SEC Staff Issue New Staff Legal Bulletin on Shareholder Proposals
Time 3 Minute Read

On October 22, 2015, staff in the Division of Corporation Finance (the “Division”) at the Securities and Exchange Commission (the “Commission”) issued Staff Legal Bulletin 14H (the “Bulletin”). The Bulletin is the latest in a series of Division interpretations under Rule 14a-8 governing shareholder proposals. The Bulletin focuses specifically on circumstances in which the Division will grant no-action relief to exclude a shareholder proposal under two hot-button issues from last year’s proxy season: (1) Rule 14a-8(i)(7), for proposals dealing with a company’s ordinary business operations, and (2) Rule 14a-8(i)(9), for a proposal that directly conflicts with one of the company’s own proposals to be submitted to shareholders at the same meeting. We discuss the Bulletin below.

Ordinary Business Exclusion: Background

The discussion in the Bulletin regarding Rule 14a-8(i)(7) is in response to a recent decision by the Third Circuit Court of Appeals in Trinity Wall Street v. Wal-Mart Stores, Inc. There, the Third Circuit reversed a lower court and held that Trinity Wall Street’s shareholder proposal was excludable from Wal-Mart Stores, Inc.’s proxy materials. The case was somewhat unusual in that it commenced after the Division granted no-action relief to Wal-Mart, permitting it to exclude the proposal from the company’s 2014 proxy statement based on the ordinary business exclusion under Rule 14a-8(i)(7), and the proponent in effect sought judicial review of the staff’s decision.

In December 2014, the federal district court for the District of Delaware concluded that because Trinity’s proposal (the “Trinity Proposal”) concerned the company’s board of directors (rather than its management) and focused principally on governance, it was outside Wal-Mart’s ordinary business operations. Following the district court’s ruling, Trinity resubmitted the Trinity Proposal for inclusion in Wal-Mart’s 2015 proxy statement. On appeal to the Third Circuit, Wal-Mart sought a ruling to exclude Trinity’s Proposal from the 2015 proxy materials and to confirm that the company was correctly permitted to exclude the Proposal from its 2014 proxy materials.

The Third Circuit reversed the ruling of the district court, holding that the Trinity Proposal is properly excludable under the ordinary business exclusion and that the social policy intended by the proposal is no exception to that exclusion. The majority opinion explained that the Commission has consistently reaffirmed that when analyzing shareholder proposals, the emphasis should be on substance rather than the style of a proposal. Accordingly, the court asserted that the district court put undue weight on the distinction between a directive to management and a request for board action. The majority also stated that it rejected the notion that a proposal’s call for board action rather than management action precludes the availability of the ordinary business exclusion.

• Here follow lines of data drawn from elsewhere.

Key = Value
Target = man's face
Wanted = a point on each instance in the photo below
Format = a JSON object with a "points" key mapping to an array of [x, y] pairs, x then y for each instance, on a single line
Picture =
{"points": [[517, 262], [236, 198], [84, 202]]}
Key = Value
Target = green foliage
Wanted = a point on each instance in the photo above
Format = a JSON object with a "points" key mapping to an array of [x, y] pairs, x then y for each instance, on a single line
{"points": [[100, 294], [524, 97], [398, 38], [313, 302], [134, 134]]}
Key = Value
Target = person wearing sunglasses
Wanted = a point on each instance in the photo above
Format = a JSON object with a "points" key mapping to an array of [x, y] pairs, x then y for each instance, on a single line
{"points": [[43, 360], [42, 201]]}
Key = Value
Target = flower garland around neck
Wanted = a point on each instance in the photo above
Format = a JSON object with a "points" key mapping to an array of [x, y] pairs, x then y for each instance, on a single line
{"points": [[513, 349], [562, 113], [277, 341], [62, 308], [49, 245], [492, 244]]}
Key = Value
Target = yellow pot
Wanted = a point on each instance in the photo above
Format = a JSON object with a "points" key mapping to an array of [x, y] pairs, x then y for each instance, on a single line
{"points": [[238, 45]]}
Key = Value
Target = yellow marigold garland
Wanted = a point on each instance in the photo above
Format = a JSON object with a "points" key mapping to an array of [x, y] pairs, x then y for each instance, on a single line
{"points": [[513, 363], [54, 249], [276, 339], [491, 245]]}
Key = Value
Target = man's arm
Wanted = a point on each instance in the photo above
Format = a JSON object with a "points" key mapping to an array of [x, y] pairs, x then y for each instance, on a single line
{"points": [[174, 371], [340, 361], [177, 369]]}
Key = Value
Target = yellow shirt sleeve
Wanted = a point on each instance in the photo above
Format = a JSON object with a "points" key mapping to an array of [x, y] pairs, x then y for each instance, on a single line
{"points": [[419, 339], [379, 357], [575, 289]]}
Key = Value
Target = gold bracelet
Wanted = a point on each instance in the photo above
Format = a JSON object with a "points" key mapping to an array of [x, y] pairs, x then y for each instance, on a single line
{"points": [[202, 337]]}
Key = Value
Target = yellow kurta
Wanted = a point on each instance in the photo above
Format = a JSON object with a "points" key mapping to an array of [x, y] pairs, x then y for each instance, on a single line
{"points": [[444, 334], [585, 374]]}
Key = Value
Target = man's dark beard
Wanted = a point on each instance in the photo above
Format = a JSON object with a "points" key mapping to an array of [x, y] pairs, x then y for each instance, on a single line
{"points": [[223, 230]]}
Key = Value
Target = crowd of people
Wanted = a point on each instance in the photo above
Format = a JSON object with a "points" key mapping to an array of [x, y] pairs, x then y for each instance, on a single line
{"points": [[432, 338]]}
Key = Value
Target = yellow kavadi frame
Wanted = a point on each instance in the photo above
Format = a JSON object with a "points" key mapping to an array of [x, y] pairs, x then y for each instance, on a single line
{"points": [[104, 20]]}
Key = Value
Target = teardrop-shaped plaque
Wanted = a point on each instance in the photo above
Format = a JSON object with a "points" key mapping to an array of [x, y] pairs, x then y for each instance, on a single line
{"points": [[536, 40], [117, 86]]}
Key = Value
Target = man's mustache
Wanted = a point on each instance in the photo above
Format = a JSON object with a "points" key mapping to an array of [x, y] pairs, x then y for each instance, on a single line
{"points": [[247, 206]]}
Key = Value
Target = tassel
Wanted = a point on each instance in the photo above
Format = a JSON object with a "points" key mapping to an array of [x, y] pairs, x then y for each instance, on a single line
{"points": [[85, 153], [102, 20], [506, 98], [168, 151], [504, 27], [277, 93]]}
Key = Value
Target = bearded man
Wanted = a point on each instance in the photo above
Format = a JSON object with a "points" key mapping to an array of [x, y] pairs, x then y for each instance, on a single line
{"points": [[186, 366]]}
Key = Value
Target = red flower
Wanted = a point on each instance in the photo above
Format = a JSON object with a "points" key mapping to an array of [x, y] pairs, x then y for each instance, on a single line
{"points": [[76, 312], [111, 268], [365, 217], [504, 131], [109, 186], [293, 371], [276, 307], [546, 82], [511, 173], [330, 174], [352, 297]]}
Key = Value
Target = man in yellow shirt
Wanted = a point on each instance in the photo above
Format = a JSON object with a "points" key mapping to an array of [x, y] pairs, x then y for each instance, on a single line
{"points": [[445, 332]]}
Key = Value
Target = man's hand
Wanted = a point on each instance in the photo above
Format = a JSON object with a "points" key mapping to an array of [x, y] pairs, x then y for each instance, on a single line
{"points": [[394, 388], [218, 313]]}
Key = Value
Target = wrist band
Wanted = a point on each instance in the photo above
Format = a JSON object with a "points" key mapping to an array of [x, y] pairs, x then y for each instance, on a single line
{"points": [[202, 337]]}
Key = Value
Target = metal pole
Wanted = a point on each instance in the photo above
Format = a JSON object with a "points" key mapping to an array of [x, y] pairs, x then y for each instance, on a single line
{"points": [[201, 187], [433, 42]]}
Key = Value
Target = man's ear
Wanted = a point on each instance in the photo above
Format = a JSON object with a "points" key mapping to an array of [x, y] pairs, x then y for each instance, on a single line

The Third Circuit majority also placed a great deal of emphasis on whether the Trinity Proposal focused on a significant policy issue that “transcends” Wal-Mart’s day-to-day business operations. Prior Commission guidance has indicated that notwithstanding the ordinary business exception, certain significant public policy issues (such as shareholder proposals involving employment discrimination) are not excludable under Rule 14a-8(i)(7) even if they otherwise involve a company’s ordinary business affairs. The court explained that the Trinity Proposal raises a matter of sufficiently significant policy because of the importance of the social issue involved. Nevertheless, the majority held that because the policy issue impacts product selection, it does not in this instance transcend Wal-Mart’s ordinary business operations.